Thousands of Arizonans will be heading to the polls on Tuesday to cast their vote in federal and state primaries, as well as county races and local municipal contests.
The run-up to the primaries in Pinal County has been dominated by an unfortunate human error that affected more than 60,000 early-voting ballots mailed out to residents in seven separate communities around the county. The error was programming-based in nature, and it is believed to have impacted more than half of the early ballots mailed last month.
County officials' fix came in the form of supplemental ballots mailed to residents, which listed the correct nonpartisan municipal races and candidates. Still, many voters prefer to cast their vote in-person at a local polling station on Election Day itself — and voters who did not mail back their early ballot before July 27 now must head out to the polls to make their voice heard.
Voter registration status
Unsure whether you're registered to vote? July 5 was the last day to register for the primaries. The statewide Voter Information Portal allows prospective voters to check on their registration and find their local polling place. If your voter registration quickly needs to be updated with a current address, head over to Service Arizona and follow the prompts that appear onscreen.
If you're going to be voting in-person on Tuesday, you need a valid form of identification (such as a driver's license or a state-issued ID card) with a current address that matches what's on file with the County Recorder's office. If these addresses do not match, you will need to provide additional documentation.

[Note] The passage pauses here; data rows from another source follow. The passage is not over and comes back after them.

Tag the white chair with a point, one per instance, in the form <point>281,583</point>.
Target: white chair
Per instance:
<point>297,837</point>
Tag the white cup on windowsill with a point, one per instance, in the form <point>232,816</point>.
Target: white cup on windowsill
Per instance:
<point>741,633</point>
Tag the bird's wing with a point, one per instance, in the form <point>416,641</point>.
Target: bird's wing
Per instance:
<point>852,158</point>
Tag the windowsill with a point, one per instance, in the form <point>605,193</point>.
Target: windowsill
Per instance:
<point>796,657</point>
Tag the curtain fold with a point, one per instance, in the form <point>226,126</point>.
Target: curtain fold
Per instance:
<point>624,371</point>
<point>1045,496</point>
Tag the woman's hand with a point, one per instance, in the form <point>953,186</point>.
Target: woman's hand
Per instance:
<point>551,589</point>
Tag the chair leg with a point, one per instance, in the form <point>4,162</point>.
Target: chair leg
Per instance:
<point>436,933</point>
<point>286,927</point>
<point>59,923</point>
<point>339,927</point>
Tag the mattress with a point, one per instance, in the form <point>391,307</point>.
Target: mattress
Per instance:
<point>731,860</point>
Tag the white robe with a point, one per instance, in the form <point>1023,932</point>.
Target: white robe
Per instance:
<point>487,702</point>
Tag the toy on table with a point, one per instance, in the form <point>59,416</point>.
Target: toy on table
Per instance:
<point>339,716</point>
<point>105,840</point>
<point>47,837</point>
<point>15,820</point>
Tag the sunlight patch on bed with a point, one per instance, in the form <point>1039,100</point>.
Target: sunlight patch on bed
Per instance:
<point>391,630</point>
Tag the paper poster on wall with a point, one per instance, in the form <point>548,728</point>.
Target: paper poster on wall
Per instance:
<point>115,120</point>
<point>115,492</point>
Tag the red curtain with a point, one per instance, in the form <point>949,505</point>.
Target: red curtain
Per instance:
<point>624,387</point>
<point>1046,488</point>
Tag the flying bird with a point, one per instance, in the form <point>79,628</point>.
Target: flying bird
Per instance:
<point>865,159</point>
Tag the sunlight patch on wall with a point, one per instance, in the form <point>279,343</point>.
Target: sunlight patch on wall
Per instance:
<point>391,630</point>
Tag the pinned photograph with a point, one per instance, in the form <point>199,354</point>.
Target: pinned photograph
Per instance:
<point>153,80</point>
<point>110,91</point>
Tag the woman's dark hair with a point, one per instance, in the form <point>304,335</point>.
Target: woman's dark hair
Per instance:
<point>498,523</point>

Making sure you know where to vote
You should also make sure you know precisely where you're going to vote, let alone when. The Pinal County Elections Department has provided an interactive, searchable map where residents can find detailed information about where to vote on Election Day.
While you're waiting to cast your vote at a local polling station, make sure to say "hello" to the poll workers on-site. These residents receive pay for training and working the polls, but they are largely volunteers serving their communities. There can be up to eight poll workers at a given polling site, and they work long hours to perform their civic duty during elections — up to 14-hour days.
And don't worry about scrambling to make your way to a polling station. These locations will be open from 6 a.m. to 7 p.m. around the state on Tuesday.
Once they are compiled and announced, results for the federal and legislative races can be viewed here. The local race results — including ballot initiatives and the municipal races affected by the programming mishap — can be viewed on this page. The Pinal County Recorder's website will also house the results once tabulated.